What chaps my hide in this discussion is that we have people–who ought to know better–doing one of two extremes:
(1) Using sound Biblical principles as a pretext for forcing wives (or even husbands) to remain in marriages that are profoundly harmful and even life-threatening.
(2) rejecting those sound Biblical principles by subjecting them to the death of a thousand exceptions.
When a wife, whose husband is downloading child porn, is placed under church discipline for seeking to end the marriage, I’d say the eldership has screwed the pooch.
When a wife (husband), whose husband (wife) is clearly abusive, and the offended spouse seeks to leave, and the elders put the offended spouse under church discipline, then the eldership has screwed the pooch.
When a wife (husband), whose husband (wife) is committing adultery, seeks to leave, and the elders put the offended spouse under church discipline, then the eldership has screwed the pooch.
At the same time, if there has been abuse–and the offending party expresses repentance–then there is nothing wrong with encouraging a couple to seek counsel and attempt to work it out. That would be an application of a sound general principle–the sanctity of the marriage covenant–while accepting that, if the abuse continues, it may not be workable. (And if the abuses are of sufficient severity, then even that might not be a viable option.)
I know wives whose husbands beat them so severely that they ended up in the hospital. One was a friend of mine from college. Her church told her to just submit more and pray for him. He damn-near killed her. Didn’t matter…it was her fault it didn’t work out.
Yes, we know women can be abusive and manipulative. I’ve got horror stories–from within the Church–on that front. And if you don’t think women can’t be abusive, you’re either naive or breathtakingly stupid. (And yes, I’ve seen the men get blamed for those cases, too.)
What we are seeing is a reaping of the whirlwind by a Church that has spent two generations ordaining one of two extremes: (a) a bunch of
pussiespastors who lack the balls to stand up to their own wives, let alone the women who sit on key committees in the churches, or (b) a bunch of hyper-patriarchal pricks who might as well be Islamists without turbans.

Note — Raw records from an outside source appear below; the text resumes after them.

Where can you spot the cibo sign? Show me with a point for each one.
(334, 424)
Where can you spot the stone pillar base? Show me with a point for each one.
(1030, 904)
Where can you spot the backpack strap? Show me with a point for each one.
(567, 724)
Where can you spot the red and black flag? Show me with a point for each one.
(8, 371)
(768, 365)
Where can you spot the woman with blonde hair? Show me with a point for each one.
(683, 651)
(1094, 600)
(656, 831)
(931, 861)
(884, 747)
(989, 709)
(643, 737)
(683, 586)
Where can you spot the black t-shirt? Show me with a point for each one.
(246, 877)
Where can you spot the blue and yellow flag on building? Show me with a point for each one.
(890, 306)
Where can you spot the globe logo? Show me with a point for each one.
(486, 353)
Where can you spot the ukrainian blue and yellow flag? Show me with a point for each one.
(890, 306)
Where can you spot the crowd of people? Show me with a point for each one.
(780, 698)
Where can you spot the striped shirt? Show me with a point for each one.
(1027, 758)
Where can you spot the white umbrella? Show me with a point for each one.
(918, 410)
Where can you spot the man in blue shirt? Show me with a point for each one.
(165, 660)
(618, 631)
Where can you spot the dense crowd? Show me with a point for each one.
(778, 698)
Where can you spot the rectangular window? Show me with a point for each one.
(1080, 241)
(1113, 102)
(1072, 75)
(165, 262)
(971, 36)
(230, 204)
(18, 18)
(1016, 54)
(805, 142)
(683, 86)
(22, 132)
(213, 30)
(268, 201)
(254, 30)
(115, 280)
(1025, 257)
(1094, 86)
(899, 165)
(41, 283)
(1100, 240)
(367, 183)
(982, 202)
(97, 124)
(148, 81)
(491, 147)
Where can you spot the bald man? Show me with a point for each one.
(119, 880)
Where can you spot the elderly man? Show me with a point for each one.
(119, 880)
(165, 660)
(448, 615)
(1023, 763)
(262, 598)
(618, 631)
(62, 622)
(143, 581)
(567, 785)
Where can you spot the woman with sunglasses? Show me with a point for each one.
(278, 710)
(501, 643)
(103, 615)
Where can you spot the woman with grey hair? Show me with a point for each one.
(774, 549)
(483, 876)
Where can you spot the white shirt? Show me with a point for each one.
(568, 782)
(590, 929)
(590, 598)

Having said that, we must remember, in this discussion of marriage and divorce, that the general is not the particular, nor does the particular nullify the general.
Fact is, if you’ve been awake for the last 50 years, then you know what the divorce culture is. The Church MUST confront it head-on. When spouses cheat, then they need to be called on it. When one engages in abusive behavior, we must also confront that head-on.
The issues here are nothing new under the sun, and in fact Paul himself had to address them in his letters to the Church.